Autism spectrum disorders [MIM 209850], which include autism, Asperger’s syndrome, and pervasive developmental disorder not otherwise specified, are characterised by impairments in communications and social interactions and the presence of stereotyped behaviours. Family, twin, and linkage data suggest that inheritance of autism is complex.6–8 Latent class analysis of twin and family data suggests that between two to 10 loci may act epistatically,6 although more than 15 loci have been suggested.9 Recent genome screening studies found that many regions distributed over many chromosomes had a multipoint maximum lod score greater than one.9–14 Several studies found evidence of linkage in overlapping regions, which are likely to represent true linkage findings. The most consistent results are for regions on chromosome 7q, 2q and 16p13.3.11,15–17 The 16p13.3 region harbours the locus for TSC2 gene.18
Autism occurs in a number of genetic conditions, such as fragile X,19,20 phenylketonuria,21 tuberous sclerosis complex,22 Rett syndrome,23 and chromosomal anomalies, but the majority of cases of autism are of unknown aetiology.8 The risk of autism in patients with tuberous sclerosis complex (TSC) is higher than in any other known condition. Epidemiological studies have shown that about 50–60% of individuals with TSC have mental retardation and 43–86% a pervasive developmental disorder similar to autism.1 Similarly, epidemiological studies of children with autism have reported that TSC occurs on average in 1% of cases.1 The possible mechanisms mediating association between tuberous sclerosis and autism include linkage disequilibrium of closely linked loci and disruption of a common neural or developmental pathway.22
The protein products of the TSC genes, hamartin and tuberin, appear to act as tumour suppressors. Genetic analyses in mice and Drosophila indicate that TSC1 and TSC2 function in the phosphatidylinositol signalling pathway downstream of the insulin / insulin-like growth factor receptor in the control of cell growth.2–5,24,25 The modulation of the activity of inositol signalling molecules is carried out by several kinases and phosphatases.26 Examples of such modulators include the phosphatidylinositol-3-OH kinases (PI3K), PTEN (phosphatases with tensin domain), and inositol polyphosphate 1-phosphatase (INPP1).
The risk of autism in patients with tuberous sclerosis complex is higher than in any other known condition.

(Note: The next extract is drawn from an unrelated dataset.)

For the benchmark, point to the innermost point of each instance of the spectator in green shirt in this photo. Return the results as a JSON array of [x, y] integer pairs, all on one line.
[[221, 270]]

Mutations in tuberous sclerosis genes TSC1 and TSC2 disrupt the phosphatidylinositol signalling pathway downstream of insulin and insulin-like growth factor receptor in the control of cell growth.
We investigated polymorphisms in three phosphatidylinositol signalling genes that map to consensus areas of linkage to autism for association with autism. The genes include inositol polyphosphate-1-phosphatase (INPP1) gene at 2q32, gamma catalytic subunit of phosphatidyl 3-OH-kinase (PIK3CG) gene at 7q22, and TSC2 gene at 16p13.3
Transmission disequilibrium tests and haplotype analyses demonstrate that polymorphisms in INPP1, PIK3CG, and TSC2 genes are in linkage disequilibrium with autism, suggesting that phosphatidylinositol signalling may have a role in susceptibility to autism.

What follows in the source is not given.